Douglas Bolton has written a really interesting account of his experience doing comment moderation at The Times. Some of his experience sounds very similar to mine when I used to moderate comments on Lib Dem Voice especially people’s love of a conspiracy theory to explain why their comment didn’t appear:
If your comment still doesn’t appear an hour after you posted it, it’s because you broke the rules, not because the moderators want to silence you or because I’m a member of the left-wing London media elite (although I hope to be one day)…
I think most commeneters would be surprised to hear there’s actually a human moderator reading all the comments. The process can be automated to an extent, but to ensure the community’s managed properly, you really need a person sat at a desk.
But I’m not your enemy. I spend my time trying to make sure that you can go the comments section and have decent debates with people without getting insulted or derailed or spammed.
I put my jeans on one leg at a time.
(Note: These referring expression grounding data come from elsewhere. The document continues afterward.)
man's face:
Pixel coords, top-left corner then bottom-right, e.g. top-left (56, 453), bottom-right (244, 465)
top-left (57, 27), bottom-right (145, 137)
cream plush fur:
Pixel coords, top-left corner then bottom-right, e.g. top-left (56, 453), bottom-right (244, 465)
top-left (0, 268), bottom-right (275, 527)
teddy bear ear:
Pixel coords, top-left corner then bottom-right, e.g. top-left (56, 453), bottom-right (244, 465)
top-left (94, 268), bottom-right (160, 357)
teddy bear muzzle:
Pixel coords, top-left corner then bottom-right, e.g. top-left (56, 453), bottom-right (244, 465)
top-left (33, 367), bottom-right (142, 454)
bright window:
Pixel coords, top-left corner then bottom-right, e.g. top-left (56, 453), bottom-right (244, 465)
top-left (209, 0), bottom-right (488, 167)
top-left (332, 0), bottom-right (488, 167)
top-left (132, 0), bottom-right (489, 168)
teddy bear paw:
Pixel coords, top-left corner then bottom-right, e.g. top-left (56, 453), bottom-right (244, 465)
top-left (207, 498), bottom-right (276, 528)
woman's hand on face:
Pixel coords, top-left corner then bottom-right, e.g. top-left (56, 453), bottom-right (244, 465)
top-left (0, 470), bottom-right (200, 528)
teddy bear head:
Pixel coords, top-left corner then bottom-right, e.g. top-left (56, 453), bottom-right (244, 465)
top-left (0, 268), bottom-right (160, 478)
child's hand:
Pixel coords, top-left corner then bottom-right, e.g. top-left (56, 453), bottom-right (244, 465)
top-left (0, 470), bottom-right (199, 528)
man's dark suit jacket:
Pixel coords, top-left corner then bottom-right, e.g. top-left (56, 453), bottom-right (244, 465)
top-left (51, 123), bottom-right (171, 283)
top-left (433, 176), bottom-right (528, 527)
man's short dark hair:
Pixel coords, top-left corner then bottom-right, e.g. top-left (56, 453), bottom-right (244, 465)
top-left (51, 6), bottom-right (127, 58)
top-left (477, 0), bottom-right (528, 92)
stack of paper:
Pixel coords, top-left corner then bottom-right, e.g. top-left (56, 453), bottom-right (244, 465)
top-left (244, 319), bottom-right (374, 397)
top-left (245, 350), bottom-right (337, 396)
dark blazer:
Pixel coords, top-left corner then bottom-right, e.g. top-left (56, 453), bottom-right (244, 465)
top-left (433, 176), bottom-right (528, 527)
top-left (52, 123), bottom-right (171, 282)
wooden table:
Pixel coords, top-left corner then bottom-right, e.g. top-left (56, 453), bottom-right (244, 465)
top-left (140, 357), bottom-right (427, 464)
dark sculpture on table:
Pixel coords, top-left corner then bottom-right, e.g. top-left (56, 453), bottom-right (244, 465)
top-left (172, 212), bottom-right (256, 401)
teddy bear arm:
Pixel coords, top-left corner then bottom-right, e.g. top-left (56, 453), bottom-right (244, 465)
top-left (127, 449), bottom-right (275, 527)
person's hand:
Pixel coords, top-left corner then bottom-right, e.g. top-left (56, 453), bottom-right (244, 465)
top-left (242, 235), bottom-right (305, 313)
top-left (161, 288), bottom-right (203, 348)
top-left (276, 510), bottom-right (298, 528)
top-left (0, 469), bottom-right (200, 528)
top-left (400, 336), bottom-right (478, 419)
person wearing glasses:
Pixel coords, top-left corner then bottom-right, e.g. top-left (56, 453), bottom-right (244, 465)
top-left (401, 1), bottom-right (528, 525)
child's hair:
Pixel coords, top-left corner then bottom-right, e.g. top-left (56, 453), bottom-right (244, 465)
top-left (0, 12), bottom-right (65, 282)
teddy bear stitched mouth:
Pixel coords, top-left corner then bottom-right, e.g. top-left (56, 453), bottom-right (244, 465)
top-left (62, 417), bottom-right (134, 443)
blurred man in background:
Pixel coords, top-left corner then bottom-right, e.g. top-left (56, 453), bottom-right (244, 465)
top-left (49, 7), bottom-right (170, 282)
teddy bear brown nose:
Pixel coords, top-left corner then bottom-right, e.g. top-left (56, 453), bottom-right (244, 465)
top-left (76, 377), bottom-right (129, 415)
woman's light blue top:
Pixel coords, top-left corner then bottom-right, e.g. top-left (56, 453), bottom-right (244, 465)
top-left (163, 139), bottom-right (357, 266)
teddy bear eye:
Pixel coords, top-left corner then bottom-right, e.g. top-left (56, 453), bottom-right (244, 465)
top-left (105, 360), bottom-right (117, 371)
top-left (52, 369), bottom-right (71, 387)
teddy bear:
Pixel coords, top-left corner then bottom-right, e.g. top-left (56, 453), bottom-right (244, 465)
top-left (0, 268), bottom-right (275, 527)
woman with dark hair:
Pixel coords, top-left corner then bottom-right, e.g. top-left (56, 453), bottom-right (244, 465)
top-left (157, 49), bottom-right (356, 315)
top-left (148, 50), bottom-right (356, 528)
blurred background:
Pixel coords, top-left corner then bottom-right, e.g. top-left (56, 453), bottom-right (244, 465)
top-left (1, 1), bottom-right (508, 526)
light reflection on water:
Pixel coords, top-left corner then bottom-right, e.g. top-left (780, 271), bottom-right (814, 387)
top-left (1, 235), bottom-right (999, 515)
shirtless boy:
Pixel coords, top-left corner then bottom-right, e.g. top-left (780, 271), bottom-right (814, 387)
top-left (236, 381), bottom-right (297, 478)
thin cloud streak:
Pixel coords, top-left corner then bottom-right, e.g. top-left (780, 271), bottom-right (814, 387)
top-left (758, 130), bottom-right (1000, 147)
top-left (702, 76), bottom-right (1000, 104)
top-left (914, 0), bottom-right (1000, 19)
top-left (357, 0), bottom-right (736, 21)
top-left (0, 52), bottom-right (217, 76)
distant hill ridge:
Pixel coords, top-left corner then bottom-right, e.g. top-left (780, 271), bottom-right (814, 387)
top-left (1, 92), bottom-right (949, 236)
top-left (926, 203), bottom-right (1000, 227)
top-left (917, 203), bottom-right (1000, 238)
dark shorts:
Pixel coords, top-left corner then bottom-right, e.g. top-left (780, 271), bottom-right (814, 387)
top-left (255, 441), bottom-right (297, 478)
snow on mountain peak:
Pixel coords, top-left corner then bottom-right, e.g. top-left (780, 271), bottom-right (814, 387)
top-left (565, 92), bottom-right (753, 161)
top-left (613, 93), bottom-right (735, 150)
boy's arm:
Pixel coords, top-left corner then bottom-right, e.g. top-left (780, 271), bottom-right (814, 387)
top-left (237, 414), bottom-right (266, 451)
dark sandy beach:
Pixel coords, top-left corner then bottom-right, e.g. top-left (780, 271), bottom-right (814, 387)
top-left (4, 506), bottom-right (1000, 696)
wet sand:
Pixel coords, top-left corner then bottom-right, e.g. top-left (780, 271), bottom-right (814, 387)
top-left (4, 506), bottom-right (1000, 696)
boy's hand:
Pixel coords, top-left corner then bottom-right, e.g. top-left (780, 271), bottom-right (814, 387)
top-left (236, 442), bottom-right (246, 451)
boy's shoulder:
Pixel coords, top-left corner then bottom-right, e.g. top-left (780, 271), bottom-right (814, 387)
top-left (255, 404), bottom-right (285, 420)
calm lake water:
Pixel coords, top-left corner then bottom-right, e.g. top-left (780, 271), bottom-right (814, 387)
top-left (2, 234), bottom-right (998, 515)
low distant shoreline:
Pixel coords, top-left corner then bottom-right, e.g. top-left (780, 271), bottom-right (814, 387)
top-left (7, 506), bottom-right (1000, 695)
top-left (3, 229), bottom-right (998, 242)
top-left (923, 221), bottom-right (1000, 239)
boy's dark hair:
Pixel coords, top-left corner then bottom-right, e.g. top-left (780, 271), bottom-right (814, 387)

I work because I need money to pay rent and buy food and beer. My bus is sometimes late.
So please, when I give you a warning because you’ve libelled someone with your comment, relax for a minute and think of me sitting in a lonely office half way through a nightshift and a bit sweaty from my fifth cup of coffee, before you send me a furious email in which you call me a “jumped-up little c***.” Cheers.
Though I think he under-estimates the importance of the Times paywall (and linked to that lack of anonymity) on the tone of comments:
Fortunately, you guys are alright, really. I don’t know if it’s something to do with the fact that The Times is a paywalled site, but by and large, 95% of you are respectful, rule-abiding, and most importantly, interesting in what you comment.
One thing did surprise me however:
When I started (at 11PM on a Sunday night, eesh), I presumed the worst comments by far would be about football. I thought I’d have to be like an internet riot cop, clobbering hooligans with a truncheon while dodging flares and molotovs.
I couldn’t have been more wrong. The sports comments are always polite, interesting and friendly. More than any other section, commenters know each other, and chat with each other like they’re talking about last week’s conversation at the pub.